The laws of modesty (tzniut) are making news. And raising this question: Does an Orthodox Jewish woman have the right to wear a skirt even when a company dress code calls for pants only?
Hadas Goldfarb is about to find out. Goldfarb, 26, a certified paramedic, is suing New York Presbyterian Hospital and FDNY for employment discrimination over their refusal to permit her to wear a skirt – any skirt, even with pants underneath – on the job.
After the hospital hired Goldfarb as a paramedic, she was given an employee manual that includes an item on acceptable attire. Skirts are expressly prohibited. When Goldfarb explained to a supervisor that she does not wear pants for religious reasons, and requested a dispensation to wear a skirt, she was refused, and her employment terminated before it had even begun. The supervisor cited “safety concerns,” though never specified what those might be.

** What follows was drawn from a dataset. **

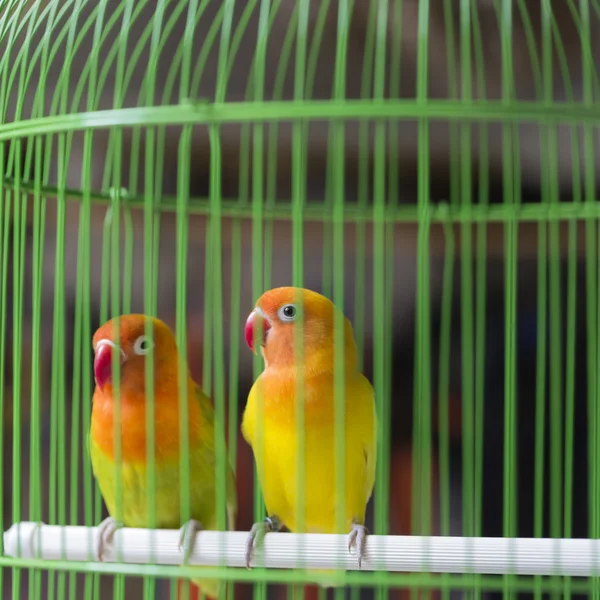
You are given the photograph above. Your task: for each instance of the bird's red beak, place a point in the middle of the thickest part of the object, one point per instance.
(253, 320)
(103, 362)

In her complaint filed last week in New York State Supreme Court, Goldfarb asserts that the hospital failed to provide “reasonable accommodation” to her religious observance, as Title VII of the federal Civil Rights Act requires. The hospital has yet to respond to the lawsuit, which has already garnered media attention.
Meanwhile, also last week, a federal court in New York dismissed a suit brought by an Orthodox woman over her right to wear a skirt – not on the job, but at the gym. Yosefa Jalal had sued Lucille Roberts Health Clubs for failing to make an exception to its dress code policy so that she could wear a modest skirt while exercising on club equipment.
In that case, Jalal was suing under Title II of the Civil Rights Act, which prohibits discrimination on the basis of religion and other grounds in places of “public accommodation.” The judge found the health club’s rules of attire do not unfairly target Jewish women.
Jalal alleged that she had exercised for years at the club in a skirt, until a manager stepped in and objected. Similarly, Goldfarb asserts that she worked for years as an emergency responder in her native Cleveland, wearing a skirt without incident. Her complaint also claims that many ambulance companies allow paramedics and EMTs to wear skirts on the job, and cites the example of Judge Rachel Freier of Brooklyn, an Orthodox Jew who has worked for many years as an EMT while maintaining modest attire.
So does the decision in the Jalal case foretell a similar outcome for Goldfarb? Not at all, says Goldfarb’s attorney, Joey Aron, of Aron Law PLLC.
“Employers are required to make reasonable accommodations for their employees’ religious observance, while gym owners and other businesses do not have that same duty toward their customers,” explains Aron, who specializes in employment law.
“These cases deal with different issues and were brought under entirely different sections of the statute.”
Aron says, “We live in a great country where religion is not only protected, but valued. As a father of three young Orthodox girls, my greatest hope is this action will enable them to pursue their professional dreams without compromising those values.”